What the Ant Teaches

I have spent quite a bit of time studying Ants on my walks in the woods, they seem to have quite a bit to teach us with regards to building complex societys. So I decided to write a story, if I had any e-prime knowlegde I would have used it, sorry:-P Anyways, hope you like it!

What the Ant Teaches.

The Ant are a wise kind, and their teachings many. One day in the land of the Semites a king decided to observe the Ant, for this king had been given the gift of wisdom and could see that it is all around. He walked among the trees until an anthill appeared, sat down on a friendly log and silently observed.
At first the anthill seemed to him a terrible mess, the hill itself disjointed and random in construction, the ants themselves running wild in all directions, even climbing on top of each other, for no apparent reason! He saw a vision of the pyramids of Egypt, enormous man-made mountains of stone in the middle of a desert, and it seemed to him folly. Indeed the kings ancestors had laid down their lives in misery building those false mountains, and this vision of the anthill filled him with rage.
But he had to admit that their energy was impressive, and when he started observing the Ant themselves more closely purpose became apparent. One Ant he saw dragging a pine-needle five times its own size up a long straw in order to reach the hill, another carrying a large dead Beetle to feed his kin, and he saw a group of Ant defending each other against a hungry Spider. The hill now seemed to him a great nation, a single fist united for common good against the dangers of Nature. This all seemed good, but he was still not impressed with the wisdom of the Ant. But then he saw an Ant hauling the heaviest burden of all on his back, the body of a dead brother.
His vision of fists and warriors disappeared, and he saw the Ant in a new light. He felt like a fool now for comparing the hill with the pyramids in the desert. The Ant were not a fist against Nature, they were part of it! Like the Beetle they to died, and like the Spider they to got hungry. They did not fight nor fear for their lives, they lived them. That’s why the hill wasn’t in a desert like the pyramids and that’s why the hill, although a great achievement of Spirit, looked like a twiggy mess. And he saw that the wild running about of the Ant was indeed united by one purpose.
Thus he understood that there was neither hate in the Ant warding off the Spider nor tragedy in the fate of the dead Beetle. But the most powerful teaching off all was in the Ant carrying his kin, for the purpose hidden by the strangeness of all now became apparent to him. The purpose was love. The anthill was built by love, not misery, and though a man of lesser wisdom might not find it impressive as outward appearances go, the king now knew that the anthill was a construction more impressive than all the works of Man. Humbled, he gave thanks to the Mystery of Life.
The king was so impressed with the teachings of the Ant that he wrote it down, but men of lesser wisdom than him could not see through the strangeness of the Ant, and upon reading the words of the king they failed to see the true meaning. And so they built nations united like a single fist by fear and greed, to fight the world, for their common good.

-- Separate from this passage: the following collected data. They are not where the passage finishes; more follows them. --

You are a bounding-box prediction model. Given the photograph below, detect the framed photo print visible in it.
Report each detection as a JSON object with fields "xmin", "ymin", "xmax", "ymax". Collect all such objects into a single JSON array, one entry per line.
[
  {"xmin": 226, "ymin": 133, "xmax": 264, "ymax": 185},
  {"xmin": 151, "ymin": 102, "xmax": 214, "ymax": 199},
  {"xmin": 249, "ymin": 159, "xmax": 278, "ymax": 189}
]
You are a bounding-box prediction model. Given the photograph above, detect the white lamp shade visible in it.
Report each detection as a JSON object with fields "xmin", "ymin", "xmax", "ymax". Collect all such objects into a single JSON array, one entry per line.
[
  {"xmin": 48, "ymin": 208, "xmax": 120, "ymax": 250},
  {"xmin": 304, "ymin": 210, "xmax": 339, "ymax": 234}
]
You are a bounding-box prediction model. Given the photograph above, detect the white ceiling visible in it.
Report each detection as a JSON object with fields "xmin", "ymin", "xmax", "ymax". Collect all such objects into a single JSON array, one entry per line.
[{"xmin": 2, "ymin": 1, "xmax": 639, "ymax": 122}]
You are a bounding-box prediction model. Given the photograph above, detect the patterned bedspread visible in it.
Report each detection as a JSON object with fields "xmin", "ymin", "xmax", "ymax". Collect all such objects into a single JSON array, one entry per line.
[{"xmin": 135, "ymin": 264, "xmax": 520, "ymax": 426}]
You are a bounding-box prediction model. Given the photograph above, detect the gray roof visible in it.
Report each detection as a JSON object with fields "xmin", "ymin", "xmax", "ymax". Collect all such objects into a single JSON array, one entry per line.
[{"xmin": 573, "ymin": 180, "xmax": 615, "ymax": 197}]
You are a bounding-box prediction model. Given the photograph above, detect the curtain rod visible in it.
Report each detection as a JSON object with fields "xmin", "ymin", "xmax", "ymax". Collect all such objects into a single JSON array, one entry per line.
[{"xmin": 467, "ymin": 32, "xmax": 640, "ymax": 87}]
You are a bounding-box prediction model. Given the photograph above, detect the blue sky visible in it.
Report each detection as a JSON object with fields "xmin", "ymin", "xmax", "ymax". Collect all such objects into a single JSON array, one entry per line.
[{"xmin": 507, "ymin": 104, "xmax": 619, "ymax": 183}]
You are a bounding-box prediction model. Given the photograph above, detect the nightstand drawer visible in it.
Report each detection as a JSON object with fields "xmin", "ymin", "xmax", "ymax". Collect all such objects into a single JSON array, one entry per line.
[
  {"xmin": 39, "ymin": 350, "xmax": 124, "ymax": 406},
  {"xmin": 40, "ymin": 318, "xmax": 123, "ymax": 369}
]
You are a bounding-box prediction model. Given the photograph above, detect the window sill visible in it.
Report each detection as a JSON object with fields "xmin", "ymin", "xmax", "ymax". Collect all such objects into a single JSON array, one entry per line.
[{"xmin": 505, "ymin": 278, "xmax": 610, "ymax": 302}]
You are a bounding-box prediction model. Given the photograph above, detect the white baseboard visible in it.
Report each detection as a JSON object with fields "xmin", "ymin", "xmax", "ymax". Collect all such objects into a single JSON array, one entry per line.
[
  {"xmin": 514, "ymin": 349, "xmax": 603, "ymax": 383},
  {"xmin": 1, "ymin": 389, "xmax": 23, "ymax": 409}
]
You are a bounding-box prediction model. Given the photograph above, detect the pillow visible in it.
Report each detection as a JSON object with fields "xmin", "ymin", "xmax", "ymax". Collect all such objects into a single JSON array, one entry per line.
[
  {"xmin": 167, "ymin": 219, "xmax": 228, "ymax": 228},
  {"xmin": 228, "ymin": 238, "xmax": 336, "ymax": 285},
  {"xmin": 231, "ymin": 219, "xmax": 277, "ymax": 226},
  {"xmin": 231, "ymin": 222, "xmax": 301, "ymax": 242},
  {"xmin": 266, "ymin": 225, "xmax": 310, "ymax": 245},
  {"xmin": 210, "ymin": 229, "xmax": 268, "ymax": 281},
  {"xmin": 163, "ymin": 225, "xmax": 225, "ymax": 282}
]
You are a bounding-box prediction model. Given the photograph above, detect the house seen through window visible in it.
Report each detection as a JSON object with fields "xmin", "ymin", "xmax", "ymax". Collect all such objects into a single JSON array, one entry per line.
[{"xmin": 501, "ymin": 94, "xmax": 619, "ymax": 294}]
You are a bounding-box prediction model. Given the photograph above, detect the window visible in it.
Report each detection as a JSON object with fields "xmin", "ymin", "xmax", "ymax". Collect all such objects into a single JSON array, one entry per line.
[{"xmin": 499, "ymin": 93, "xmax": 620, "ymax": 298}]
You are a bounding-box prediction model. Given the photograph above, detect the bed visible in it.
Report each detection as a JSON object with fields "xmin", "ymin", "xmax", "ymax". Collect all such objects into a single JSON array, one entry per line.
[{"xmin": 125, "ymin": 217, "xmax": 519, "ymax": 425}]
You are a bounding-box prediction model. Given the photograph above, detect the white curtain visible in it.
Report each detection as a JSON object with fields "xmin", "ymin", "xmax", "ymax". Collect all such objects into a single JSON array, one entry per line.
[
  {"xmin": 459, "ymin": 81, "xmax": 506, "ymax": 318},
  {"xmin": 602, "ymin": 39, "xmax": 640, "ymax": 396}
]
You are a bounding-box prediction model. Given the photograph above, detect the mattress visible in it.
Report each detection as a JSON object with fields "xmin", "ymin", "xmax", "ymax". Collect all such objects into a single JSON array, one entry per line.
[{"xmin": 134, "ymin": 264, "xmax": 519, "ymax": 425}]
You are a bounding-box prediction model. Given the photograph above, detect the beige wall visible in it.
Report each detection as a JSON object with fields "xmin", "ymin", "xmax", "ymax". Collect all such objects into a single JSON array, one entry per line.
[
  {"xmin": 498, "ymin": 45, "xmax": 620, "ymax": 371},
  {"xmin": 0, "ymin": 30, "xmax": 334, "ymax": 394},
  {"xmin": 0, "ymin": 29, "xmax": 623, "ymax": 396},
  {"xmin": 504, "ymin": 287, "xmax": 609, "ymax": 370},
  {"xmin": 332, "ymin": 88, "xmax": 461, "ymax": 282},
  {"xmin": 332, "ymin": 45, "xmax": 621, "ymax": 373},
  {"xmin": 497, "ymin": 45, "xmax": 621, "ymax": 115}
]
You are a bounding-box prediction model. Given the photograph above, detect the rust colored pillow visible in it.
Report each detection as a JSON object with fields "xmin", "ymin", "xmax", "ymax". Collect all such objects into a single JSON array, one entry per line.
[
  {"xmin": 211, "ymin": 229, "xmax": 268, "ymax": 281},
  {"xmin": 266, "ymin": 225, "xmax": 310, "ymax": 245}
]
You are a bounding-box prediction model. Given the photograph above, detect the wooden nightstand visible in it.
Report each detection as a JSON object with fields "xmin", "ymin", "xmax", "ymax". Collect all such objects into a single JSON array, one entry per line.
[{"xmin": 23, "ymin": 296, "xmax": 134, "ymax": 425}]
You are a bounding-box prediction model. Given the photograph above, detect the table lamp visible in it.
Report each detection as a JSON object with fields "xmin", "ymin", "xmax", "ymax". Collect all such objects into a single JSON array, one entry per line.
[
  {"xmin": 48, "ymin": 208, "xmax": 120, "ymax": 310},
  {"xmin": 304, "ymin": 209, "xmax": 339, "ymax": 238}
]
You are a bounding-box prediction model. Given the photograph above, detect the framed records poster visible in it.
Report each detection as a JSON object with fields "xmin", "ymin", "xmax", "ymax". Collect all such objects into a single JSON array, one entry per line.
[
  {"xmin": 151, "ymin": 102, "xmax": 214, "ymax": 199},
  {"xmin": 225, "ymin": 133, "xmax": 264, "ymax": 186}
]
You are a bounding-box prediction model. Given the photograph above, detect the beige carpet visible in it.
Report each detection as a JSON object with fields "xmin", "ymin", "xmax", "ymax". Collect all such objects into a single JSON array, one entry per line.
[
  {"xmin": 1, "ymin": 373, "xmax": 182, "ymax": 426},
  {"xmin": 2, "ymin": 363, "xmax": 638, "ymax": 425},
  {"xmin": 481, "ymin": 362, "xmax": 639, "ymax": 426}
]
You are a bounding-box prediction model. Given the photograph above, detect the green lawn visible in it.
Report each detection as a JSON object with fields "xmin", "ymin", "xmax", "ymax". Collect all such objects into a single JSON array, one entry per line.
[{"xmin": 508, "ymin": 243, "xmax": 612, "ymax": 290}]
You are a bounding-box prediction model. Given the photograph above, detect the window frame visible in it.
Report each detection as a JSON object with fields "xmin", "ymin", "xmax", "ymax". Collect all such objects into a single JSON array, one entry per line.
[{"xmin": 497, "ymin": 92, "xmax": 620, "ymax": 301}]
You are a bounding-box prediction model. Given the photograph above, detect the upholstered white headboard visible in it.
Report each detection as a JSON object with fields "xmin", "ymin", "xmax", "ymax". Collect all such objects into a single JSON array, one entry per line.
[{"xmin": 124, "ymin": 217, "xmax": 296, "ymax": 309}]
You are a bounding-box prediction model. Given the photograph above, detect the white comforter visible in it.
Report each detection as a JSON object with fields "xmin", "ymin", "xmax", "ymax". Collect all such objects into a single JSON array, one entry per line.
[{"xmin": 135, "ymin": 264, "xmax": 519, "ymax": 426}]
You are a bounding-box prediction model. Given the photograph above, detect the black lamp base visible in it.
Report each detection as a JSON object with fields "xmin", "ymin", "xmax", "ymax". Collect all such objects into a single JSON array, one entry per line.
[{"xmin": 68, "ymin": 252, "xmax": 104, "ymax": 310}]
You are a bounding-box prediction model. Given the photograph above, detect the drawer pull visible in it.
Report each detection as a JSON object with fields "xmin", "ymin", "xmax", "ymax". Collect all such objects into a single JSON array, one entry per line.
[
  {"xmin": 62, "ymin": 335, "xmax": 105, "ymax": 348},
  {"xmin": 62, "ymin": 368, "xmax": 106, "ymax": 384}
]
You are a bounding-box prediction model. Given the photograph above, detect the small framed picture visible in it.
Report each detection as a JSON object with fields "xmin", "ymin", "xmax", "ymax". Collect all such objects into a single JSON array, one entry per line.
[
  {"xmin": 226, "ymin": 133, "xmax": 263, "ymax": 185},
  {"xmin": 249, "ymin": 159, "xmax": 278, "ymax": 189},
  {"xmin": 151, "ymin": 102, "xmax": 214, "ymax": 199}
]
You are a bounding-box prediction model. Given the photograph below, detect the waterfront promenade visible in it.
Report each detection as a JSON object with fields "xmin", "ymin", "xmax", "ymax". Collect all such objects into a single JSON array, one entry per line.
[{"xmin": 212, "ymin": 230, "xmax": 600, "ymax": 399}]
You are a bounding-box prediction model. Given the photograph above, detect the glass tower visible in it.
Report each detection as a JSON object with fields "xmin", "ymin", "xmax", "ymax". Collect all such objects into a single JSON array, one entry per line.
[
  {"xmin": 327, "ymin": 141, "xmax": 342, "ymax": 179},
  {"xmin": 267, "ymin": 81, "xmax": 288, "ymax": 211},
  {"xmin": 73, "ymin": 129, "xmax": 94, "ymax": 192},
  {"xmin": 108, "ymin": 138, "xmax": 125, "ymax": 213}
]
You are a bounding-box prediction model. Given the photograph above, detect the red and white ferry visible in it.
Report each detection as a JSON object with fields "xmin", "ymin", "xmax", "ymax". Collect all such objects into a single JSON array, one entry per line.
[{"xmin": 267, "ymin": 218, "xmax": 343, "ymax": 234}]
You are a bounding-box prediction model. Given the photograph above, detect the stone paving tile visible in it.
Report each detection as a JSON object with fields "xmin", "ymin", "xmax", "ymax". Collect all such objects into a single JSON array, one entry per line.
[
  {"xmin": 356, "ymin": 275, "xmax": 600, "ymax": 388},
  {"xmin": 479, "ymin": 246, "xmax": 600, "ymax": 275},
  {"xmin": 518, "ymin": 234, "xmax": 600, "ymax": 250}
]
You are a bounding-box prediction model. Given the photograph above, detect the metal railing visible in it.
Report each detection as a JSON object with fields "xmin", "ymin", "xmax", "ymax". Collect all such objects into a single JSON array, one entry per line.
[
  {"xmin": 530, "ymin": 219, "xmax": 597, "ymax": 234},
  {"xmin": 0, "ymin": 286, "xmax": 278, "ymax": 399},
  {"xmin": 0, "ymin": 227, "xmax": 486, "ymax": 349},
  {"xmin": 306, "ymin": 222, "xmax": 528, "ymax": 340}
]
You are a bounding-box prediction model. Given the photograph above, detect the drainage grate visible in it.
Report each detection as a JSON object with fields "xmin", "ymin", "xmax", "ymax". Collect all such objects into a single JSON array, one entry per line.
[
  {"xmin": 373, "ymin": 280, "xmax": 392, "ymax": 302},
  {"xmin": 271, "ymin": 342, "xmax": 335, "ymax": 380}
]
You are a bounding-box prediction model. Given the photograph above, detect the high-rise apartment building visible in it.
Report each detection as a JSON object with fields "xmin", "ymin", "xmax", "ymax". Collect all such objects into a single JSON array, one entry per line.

What a great story! Not very local setting, but nice morals.

In the Great Basin, Ant Sister can teach, and actually has a lot to offer. Wherever you see a red ant hill, look for breadroot, lily root and other edibles. Ant sister cultivates these plants, help her.

Nice, I didn’t know that! Although I’v always had this feeling that ants and termites have a deep connectin with the workings of mother nature herself. Seems to me they are the gardeners and keepers of the game of their little microcosmos, just like we were supposed to be in our microcosmos.